This tutorial is part of the Getting started with IBM Cloud Pak for Data learning path.
|100||Introduction to IBM Cloud Pak for Data||Article|
|101||Data Virtualization on IBM Cloud Pak for Data||Tutorial|
|201||Data visualization with data refinery||Tutorial|
|202||Find, prepare, and understand data with Watson Knowledge Catalog||Tutorial|
|301A||Data analysis, model building, and deploying with Watson Machine Learning with notebook||Pattern|
|301B||Automate model building with AutoAI||Tutorial|
|301C||Build a predictive machine learning model quickly and easily with IBM SPSS Modeler||Tutorial|
|401||Monitor the model with Watson OpenScale||Pattern|
This tutorial demonstrates how to solve the problems of enterprise data governance using the IBM Watson® Knowledge Catalog on the IBM Cloud Pak® for Data platform. We’ll explain how to use governance, data quality, and active policy management to help you protect and govern sensitive data, trace data lineage, and manage data lakes. This knowledge can help you quickly discover, curate, categorize, and share data assets, data sets, analytical models, and their relationships with others in your organization.

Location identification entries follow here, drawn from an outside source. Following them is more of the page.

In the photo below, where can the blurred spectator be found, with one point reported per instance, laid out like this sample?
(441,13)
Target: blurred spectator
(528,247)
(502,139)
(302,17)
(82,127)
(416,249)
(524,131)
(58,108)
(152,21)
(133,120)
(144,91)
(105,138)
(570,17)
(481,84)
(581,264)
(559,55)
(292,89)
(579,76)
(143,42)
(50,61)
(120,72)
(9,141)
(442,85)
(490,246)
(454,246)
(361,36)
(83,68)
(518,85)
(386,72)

In this tutorial, you will learn how to:
- Set up the catalog and data
- Add collaborators and control access
- Add categories
- Add data classes
- Add business terms
- Add rules for policies
Completing this tutorial should take about 30-45 minutes.
NOTE: The default catalog is your enterprise catalog. It is created automatically after you install the Watson Knowledge Catalog service and is the only catalog to which advanced data curation tools apply. The default catalog is governed so that data protection rules are enforced. The information assets view shows additional properties of the assets in the default catalog to aid curation. Any subsequent catalogs that you create can be governed or ungoverned, do not have an information assets view, and supply basic data curation tools.
Step 1. Set up catalog and data
Create the catalog
If you haven’t yet started IBM Watson Knowledge Catalog, you’ll need to provision it. Open IBM Watson Knowledge Catalog by clicking the Services icon at the top right of the home page.
Under the Data Governance section, click the Watson Knowledge Catalog tile.
Follow the instructions to deploy IBM Watson Knowledge Catalog.
Open IBM Watson Knowledge Catalog
Click Open in the top-right corner to launch.
Go to the upper-left hamburger (☰) menu and choose Organize > All catalogs.
From the Your catalogs page, click either Create catalog or New Catalog.
Give your catalog a name (
TelcoDataCatalog, for example) and optional description, check Enforce data protection rules and click Create.
Click OK on the pop-up that shows up when you checked the checkbox on the previous screen.
Option 1: Add data assets
Download the Telco-Customer-Churn.csv file. Under the Browse Assets tab, below Now you can add assets, click here to add your data.
Alternatively, you can click Add to catalog + in the top right and, for example, choose Local files.
Browse to the location where you downloaded the Telco-Customer-Churn.csv file and double-click or click Open. Add an optional description and click Add.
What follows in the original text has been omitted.